The defendants, with the exception of the driver of the bus, except to the order overruling their general demurrer. The defendant in error concedes that there would be no liability on the part of the plaintiffs in error if they acted in their official capacities, the reason being that no acts of wilful or wanton conduct are charged against them. Construing the petition on demurrer most strongly against the defendant in error, we *Page 181 do not think it sufficiently alleges facts showing that the directions for the routing of the bus were given individually rather than officially. No reason is alleged why the officials as such did not have the authority to route the bus as it is alleged to have been routed. The route is not alleged to be inherently dangerous.
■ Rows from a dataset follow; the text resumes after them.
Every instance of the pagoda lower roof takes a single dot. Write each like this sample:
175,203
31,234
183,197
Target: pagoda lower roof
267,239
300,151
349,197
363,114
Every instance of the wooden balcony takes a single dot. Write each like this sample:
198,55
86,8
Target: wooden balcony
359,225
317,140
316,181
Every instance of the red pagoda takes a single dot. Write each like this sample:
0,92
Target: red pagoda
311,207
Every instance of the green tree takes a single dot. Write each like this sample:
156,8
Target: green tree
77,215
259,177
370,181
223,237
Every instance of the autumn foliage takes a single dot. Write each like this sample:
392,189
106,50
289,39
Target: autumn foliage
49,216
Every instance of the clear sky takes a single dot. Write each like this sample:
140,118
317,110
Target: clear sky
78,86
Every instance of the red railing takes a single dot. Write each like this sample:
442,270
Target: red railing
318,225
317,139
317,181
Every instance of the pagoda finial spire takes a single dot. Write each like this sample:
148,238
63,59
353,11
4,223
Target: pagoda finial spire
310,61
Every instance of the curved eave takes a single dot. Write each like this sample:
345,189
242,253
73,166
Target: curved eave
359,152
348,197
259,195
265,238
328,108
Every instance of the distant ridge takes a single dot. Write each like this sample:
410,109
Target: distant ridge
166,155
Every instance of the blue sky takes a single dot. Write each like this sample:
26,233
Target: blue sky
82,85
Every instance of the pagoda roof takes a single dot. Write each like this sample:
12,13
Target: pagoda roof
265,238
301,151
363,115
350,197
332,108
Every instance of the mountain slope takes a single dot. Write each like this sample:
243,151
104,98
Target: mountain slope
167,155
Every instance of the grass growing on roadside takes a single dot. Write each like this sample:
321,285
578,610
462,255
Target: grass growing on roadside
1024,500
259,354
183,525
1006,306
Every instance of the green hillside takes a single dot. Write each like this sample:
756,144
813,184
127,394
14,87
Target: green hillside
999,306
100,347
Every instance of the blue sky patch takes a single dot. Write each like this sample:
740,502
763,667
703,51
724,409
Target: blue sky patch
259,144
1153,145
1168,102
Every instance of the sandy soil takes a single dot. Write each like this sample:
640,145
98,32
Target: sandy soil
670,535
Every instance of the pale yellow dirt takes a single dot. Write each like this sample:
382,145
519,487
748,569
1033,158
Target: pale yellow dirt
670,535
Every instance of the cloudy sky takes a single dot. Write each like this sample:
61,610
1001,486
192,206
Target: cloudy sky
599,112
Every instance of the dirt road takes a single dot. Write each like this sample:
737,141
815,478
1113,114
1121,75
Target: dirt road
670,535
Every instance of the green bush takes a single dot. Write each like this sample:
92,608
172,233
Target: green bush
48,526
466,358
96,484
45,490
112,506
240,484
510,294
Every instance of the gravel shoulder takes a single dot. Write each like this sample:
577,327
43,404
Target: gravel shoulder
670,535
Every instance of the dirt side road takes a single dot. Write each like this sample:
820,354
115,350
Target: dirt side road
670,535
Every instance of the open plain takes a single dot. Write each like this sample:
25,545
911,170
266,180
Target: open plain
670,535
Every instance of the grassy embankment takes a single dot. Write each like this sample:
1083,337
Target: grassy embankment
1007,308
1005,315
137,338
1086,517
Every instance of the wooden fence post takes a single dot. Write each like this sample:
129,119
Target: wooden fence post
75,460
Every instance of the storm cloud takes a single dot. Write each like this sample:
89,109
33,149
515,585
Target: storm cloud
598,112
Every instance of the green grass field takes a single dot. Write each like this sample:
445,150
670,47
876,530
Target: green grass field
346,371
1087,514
The allegations that the plaintiffs in error gave the instructions as individuals is a mere conclusion of the pleader, and must yield to the specific allegations that they were given individually for the only reason assigned in the petition, to wit, that the instructions were "not sanctioned by any official function, and that no meeting, resolution, or official function attended such instruction." The petition alleged that the driver was officially employed, and shows no good reason why the action was not official. The presumption, under the allegations of the petition, would therefore be that the action was official. Such direction could be given officially without a meeting, or resolution, or official "function." It follows that there is no liability shown against the plaintiffs in error under the allegations, there being no allegation of wilful and wanton conduct on their parts. Roberts v. Baker, 57 Ga. App. 733 (196 S.E. 104). Neither count sets forth a cause of action, and the court erred in overruling the general demurrer to the petition.

Judgment reversed. Stephens, P. J., and Sutton, J., concur.